A drop of 30% or more is not unheard of for AMD. There were a couple of instances where AMD cards suffered some 30% performance loss due to a “shader” rewrite. I believe it was version 2.81 or 2.82? There was another instance where viewport performance got halved moving between Blender versions. Took until a few releases later for the performance to be gained back. So, seeing a test of a brand new code rendering some scene slower, others quicker, is not out of the realm of possibility, given the track record.

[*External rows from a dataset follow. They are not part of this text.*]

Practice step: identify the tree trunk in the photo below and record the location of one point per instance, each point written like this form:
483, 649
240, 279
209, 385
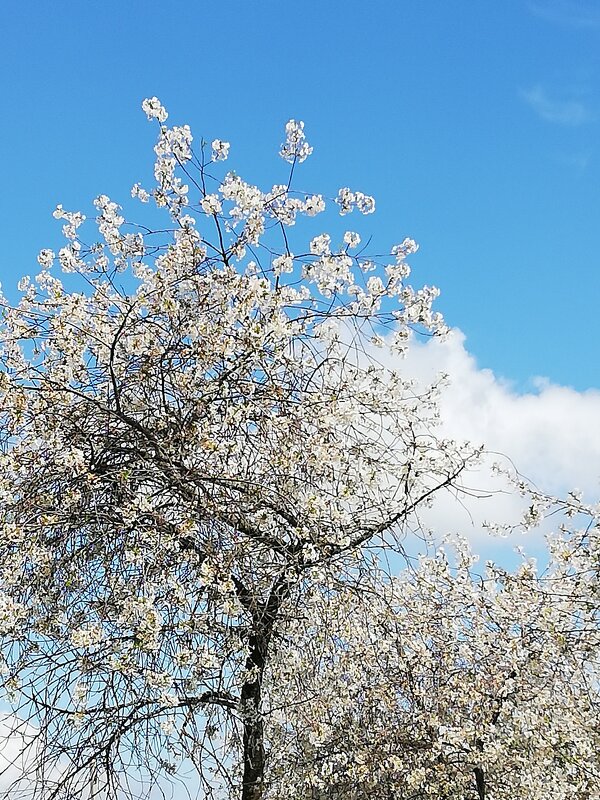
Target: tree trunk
254, 748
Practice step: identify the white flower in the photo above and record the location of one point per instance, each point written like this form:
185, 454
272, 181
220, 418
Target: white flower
46, 258
211, 204
153, 109
407, 248
320, 244
220, 150
314, 205
283, 264
295, 147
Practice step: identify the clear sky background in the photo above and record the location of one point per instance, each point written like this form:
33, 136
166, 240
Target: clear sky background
474, 124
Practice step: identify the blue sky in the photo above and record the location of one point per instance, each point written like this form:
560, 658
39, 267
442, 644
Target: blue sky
474, 124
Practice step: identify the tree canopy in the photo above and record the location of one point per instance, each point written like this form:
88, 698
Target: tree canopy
209, 454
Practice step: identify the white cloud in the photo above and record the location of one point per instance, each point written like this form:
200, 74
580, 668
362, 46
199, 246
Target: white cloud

I think hardly anybody here cares about the performance crown, just a comparable performance per currency spent would be nice. As it stands, all APIs considered, the 6800xt is only really competing with the 3060 class card. That being said, in scenes like the still life the 3060 is twice as fast. A rather weak showing for a card costing anywhere near 50% to a 100% more.

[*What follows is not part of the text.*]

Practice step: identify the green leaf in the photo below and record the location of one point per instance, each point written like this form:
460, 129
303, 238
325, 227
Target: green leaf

As for power consumption, a 3060 states 170W for a gaming workload, so rendering should be what, in the 140W range? Taking into account that it may be twice as fast in some scenarios, the power consumption argument is a loss as well. Just about the only saving grace for the 6800XT are the extra 4 gigs of ram.

Well, here’s to hoping that things will improve, hopefully before the card gets obsoleted even further by the arrival of a 4060. :laughing:

Based on some testing I’ve been doing, OpenCL vs HIP performance seems to depend greatly on material composition and what features you’re using.

I’ve got one scene that I’ve been testing with and I get a render time of ~6 minutes on 2.93 OpenCL with a Radeon 5700XT, rendering a 3840x2160 frame to 768 samples with a tilesize of 2048x2048. On 3.0 with HIP I get ~8:30. The scene has 2 materials that are using procedural textures and everything else is a mixture of single colour diffuse and emissive textures.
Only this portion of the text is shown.